A description of resources that are dedicated to the DeployedModel, and that need a higher degree of manual configuration.

automaticResources

object (AutomaticResources)

A description of resources that to large degree are decided by Vertex AI, and require only a modest additional configuration.

sharedResources

string

The resource name of the shared DeploymentResourcePool to deploy on. Format: projects/{project}/locations/{location}/deploymentResourcePools/{deploymentResourcePool}

PrivateEndpoints

PrivateEndpoints proto is used to provide paths for users to send requests privately. To send request via private service access, use predictHttpUri, explainHttpUri or healthHttpUri. To send request via private service connect, use serviceAttachment.

JSON representation
{
  "predictHttpUri": string,
  "explainHttpUri": string,
  "healthHttpUri": string,
  "serviceAttachment": string
}
Fields
predictHttpUri

string

Output only. Http(s) path to send prediction requests.

explainHttpUri

string

Output only. Http(s) path to send explain requests.

healthHttpUri

string

Output only. Http(s) path to send health check requests.

serviceAttachment

string

Output only. The name of the service attachment resource. Populated if private service connect is enabled.

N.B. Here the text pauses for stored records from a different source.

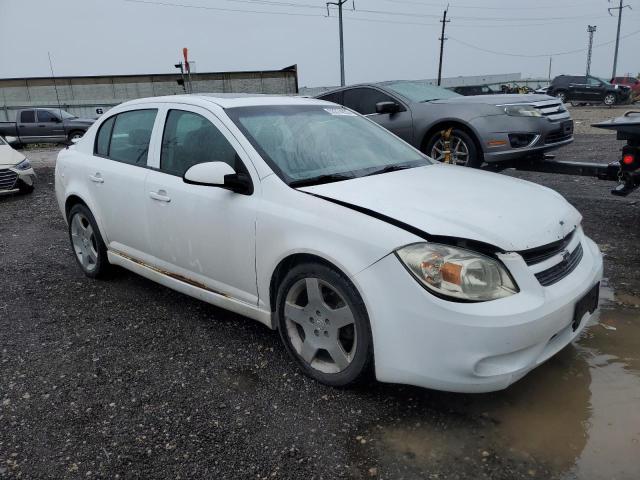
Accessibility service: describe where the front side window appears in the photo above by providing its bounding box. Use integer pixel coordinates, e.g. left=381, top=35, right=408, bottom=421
left=20, top=110, right=36, bottom=123
left=107, top=110, right=157, bottom=166
left=160, top=110, right=243, bottom=177
left=38, top=110, right=59, bottom=123
left=226, top=105, right=431, bottom=186
left=343, top=88, right=397, bottom=115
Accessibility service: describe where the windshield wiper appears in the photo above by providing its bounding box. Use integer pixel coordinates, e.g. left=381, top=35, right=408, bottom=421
left=365, top=165, right=413, bottom=177
left=289, top=173, right=354, bottom=188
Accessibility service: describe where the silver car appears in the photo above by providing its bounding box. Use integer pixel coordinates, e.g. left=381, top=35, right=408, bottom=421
left=318, top=81, right=573, bottom=167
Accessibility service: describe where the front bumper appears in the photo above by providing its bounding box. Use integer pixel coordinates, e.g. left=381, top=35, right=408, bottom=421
left=472, top=115, right=573, bottom=163
left=354, top=234, right=602, bottom=392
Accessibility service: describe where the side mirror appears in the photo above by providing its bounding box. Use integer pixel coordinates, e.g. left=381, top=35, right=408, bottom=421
left=376, top=102, right=400, bottom=114
left=183, top=162, right=253, bottom=195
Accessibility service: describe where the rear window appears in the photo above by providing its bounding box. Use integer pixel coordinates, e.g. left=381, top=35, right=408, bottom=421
left=20, top=110, right=36, bottom=123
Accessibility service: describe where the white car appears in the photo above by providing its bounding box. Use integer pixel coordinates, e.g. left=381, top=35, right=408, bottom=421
left=0, top=137, right=36, bottom=194
left=56, top=94, right=602, bottom=392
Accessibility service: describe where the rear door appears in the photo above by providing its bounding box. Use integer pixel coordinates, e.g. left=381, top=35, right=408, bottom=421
left=16, top=109, right=42, bottom=143
left=37, top=108, right=67, bottom=142
left=85, top=106, right=158, bottom=259
left=343, top=87, right=413, bottom=143
left=144, top=104, right=259, bottom=305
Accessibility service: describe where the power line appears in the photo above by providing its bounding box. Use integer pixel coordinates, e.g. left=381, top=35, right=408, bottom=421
left=448, top=30, right=640, bottom=58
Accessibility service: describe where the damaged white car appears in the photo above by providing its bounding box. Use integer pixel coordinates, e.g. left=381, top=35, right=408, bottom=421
left=0, top=137, right=36, bottom=194
left=56, top=95, right=602, bottom=392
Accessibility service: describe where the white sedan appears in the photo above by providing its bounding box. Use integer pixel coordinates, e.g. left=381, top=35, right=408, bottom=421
left=56, top=94, right=602, bottom=392
left=0, top=137, right=36, bottom=194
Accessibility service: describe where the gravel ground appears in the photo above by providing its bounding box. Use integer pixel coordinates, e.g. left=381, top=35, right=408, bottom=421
left=0, top=129, right=640, bottom=480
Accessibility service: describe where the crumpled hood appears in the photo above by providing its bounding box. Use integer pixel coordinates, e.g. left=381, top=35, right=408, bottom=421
left=0, top=145, right=26, bottom=168
left=430, top=93, right=557, bottom=105
left=300, top=164, right=582, bottom=251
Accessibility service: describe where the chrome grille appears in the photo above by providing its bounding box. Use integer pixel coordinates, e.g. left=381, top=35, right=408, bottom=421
left=0, top=169, right=18, bottom=190
left=536, top=244, right=583, bottom=287
left=532, top=100, right=571, bottom=122
left=518, top=230, right=576, bottom=266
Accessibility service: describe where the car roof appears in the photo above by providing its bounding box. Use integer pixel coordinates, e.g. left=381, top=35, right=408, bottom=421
left=116, top=93, right=328, bottom=108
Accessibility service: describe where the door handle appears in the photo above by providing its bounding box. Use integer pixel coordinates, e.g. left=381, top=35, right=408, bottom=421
left=149, top=190, right=171, bottom=203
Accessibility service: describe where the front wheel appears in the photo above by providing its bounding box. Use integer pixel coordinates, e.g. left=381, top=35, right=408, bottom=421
left=69, top=204, right=109, bottom=278
left=424, top=128, right=482, bottom=168
left=276, top=263, right=373, bottom=386
left=604, top=93, right=616, bottom=107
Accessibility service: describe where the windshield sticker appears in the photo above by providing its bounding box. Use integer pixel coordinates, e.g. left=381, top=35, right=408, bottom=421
left=324, top=108, right=356, bottom=117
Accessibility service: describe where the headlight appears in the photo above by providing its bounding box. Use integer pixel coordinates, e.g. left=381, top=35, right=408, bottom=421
left=396, top=243, right=518, bottom=302
left=504, top=105, right=542, bottom=117
left=14, top=158, right=31, bottom=170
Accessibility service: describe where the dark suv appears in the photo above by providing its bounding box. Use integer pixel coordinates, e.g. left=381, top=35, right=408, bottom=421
left=547, top=75, right=631, bottom=105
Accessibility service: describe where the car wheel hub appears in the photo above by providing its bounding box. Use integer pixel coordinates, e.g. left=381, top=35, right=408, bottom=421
left=71, top=213, right=98, bottom=272
left=284, top=278, right=357, bottom=373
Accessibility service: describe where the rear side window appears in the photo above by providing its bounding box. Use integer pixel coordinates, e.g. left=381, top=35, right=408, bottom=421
left=20, top=110, right=36, bottom=123
left=96, top=117, right=116, bottom=157
left=95, top=109, right=158, bottom=166
left=160, top=110, right=240, bottom=177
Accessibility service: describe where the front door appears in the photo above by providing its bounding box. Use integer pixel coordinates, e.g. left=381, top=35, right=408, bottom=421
left=145, top=105, right=258, bottom=305
left=85, top=108, right=158, bottom=260
left=343, top=87, right=413, bottom=143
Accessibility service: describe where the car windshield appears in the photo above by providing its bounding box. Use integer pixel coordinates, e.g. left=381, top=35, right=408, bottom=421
left=386, top=81, right=462, bottom=102
left=227, top=105, right=431, bottom=186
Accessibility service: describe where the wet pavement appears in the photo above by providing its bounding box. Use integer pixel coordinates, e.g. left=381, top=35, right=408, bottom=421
left=0, top=140, right=640, bottom=480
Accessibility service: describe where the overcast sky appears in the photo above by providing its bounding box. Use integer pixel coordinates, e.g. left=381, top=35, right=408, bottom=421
left=0, top=0, right=640, bottom=86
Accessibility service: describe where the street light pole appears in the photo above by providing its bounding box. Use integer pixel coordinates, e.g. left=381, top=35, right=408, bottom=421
left=327, top=0, right=348, bottom=87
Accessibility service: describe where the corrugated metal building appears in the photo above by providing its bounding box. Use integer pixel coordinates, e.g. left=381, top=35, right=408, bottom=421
left=0, top=65, right=298, bottom=121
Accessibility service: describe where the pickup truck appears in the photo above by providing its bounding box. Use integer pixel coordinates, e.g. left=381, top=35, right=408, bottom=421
left=0, top=108, right=95, bottom=147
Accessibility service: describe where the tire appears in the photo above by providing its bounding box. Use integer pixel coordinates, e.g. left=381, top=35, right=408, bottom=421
left=67, top=130, right=84, bottom=142
left=602, top=93, right=617, bottom=107
left=423, top=128, right=482, bottom=168
left=276, top=263, right=373, bottom=387
left=69, top=204, right=109, bottom=278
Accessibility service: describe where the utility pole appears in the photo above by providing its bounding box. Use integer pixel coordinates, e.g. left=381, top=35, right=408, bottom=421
left=438, top=4, right=451, bottom=86
left=587, top=25, right=596, bottom=77
left=327, top=0, right=356, bottom=87
left=608, top=0, right=631, bottom=79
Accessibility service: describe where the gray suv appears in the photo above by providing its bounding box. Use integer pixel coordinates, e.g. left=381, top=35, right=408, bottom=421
left=317, top=81, right=573, bottom=167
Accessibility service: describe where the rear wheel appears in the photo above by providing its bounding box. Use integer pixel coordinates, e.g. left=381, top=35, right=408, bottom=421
left=424, top=128, right=482, bottom=168
left=276, top=263, right=373, bottom=386
left=604, top=93, right=616, bottom=107
left=69, top=204, right=109, bottom=278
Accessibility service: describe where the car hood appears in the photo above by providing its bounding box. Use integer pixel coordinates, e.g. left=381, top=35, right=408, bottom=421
left=428, top=93, right=555, bottom=105
left=0, top=145, right=25, bottom=168
left=300, top=164, right=582, bottom=251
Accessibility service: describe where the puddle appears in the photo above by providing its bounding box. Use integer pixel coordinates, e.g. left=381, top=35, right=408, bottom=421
left=360, top=287, right=640, bottom=480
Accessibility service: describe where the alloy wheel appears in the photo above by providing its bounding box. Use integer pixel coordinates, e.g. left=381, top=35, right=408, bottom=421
left=284, top=278, right=358, bottom=373
left=430, top=135, right=469, bottom=165
left=71, top=213, right=98, bottom=272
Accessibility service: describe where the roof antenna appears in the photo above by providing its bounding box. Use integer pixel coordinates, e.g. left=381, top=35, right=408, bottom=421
left=47, top=52, right=69, bottom=148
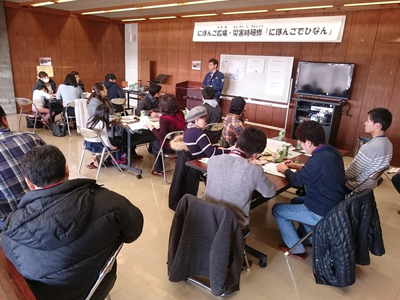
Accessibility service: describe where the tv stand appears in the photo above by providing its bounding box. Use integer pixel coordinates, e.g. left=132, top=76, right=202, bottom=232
left=291, top=97, right=347, bottom=146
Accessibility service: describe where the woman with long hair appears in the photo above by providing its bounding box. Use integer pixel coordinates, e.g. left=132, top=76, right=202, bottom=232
left=148, top=94, right=185, bottom=175
left=84, top=104, right=121, bottom=169
left=56, top=74, right=84, bottom=116
left=88, top=83, right=115, bottom=119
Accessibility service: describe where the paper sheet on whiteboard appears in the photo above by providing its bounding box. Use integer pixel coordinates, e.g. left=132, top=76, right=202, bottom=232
left=265, top=58, right=287, bottom=96
left=263, top=163, right=296, bottom=178
left=246, top=58, right=265, bottom=74
left=221, top=60, right=246, bottom=80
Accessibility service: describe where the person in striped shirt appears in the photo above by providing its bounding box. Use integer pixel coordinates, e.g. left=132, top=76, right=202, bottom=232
left=183, top=106, right=224, bottom=159
left=346, top=108, right=393, bottom=192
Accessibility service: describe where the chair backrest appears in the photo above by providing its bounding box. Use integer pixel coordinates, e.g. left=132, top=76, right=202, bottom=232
left=79, top=128, right=99, bottom=139
left=204, top=123, right=224, bottom=132
left=65, top=101, right=75, bottom=107
left=354, top=136, right=371, bottom=156
left=111, top=98, right=126, bottom=105
left=346, top=166, right=390, bottom=199
left=85, top=242, right=124, bottom=300
left=15, top=97, right=33, bottom=106
left=161, top=131, right=183, bottom=149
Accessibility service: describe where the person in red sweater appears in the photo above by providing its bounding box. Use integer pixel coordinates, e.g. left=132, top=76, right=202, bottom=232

PredictRequestResponseLoggingConfig

Configuration for logging request-response to a BigQuery table.

JSON representation
{
  "enabled": boolean,
  "samplingRate": number,
  "bigqueryDestination": {
    object (BigQueryDestination)
  }
}
Fields
enabled

boolean

If logging is enabled or not.

samplingRate

number

Percentage of requests to be logged, expressed as a fraction in range(0,1].

bigqueryDestination

object (BigQueryDestination)

BigQuery table for logging. If only given a project, a new dataset will be created with name logging_<endpoint-display-name>_<endpoint-id> where will be made BigQuery-dataset-name compatible (e.g. most special characters will become underscores). If no table name is given, a new table will be created with name request_response_logging

Methods

countTokens

Perform a token counting.

create

Creates an Endpoint.

delete

Deletes an Endpoint.

deployModel

Deploys a Model into this Endpoint, creating a DeployedModel within it.

explain

Perform an online explanation.

generateContent

Generate content with multimodal inputs.

get

Gets an Endpoint.

getIamPolicy

Gets the access control policy for a resource.

list

Lists Endpoints in a Location.

mutateDeployedModel

Updates an existing deployed model.

patch

Updates an Endpoint.

predict

Perform an online prediction.

rawPredict

Perform an online prediction with an arbitrary HTTP payload.

serverStreamingPredict

Perform a server-side streaming online prediction request for Vertex LLM streaming.

setIamPolicy

Sets the access control policy on the specified resource.

streamGenerateContent

Generate content with multimodal inputs with streaming support.

testIamPermissions

Returns permissions that a caller has on the specified resource.

undeployModel

Undeploys a Model from an Endpoint, removing a DeployedModel from it, and freeing all resources it's using.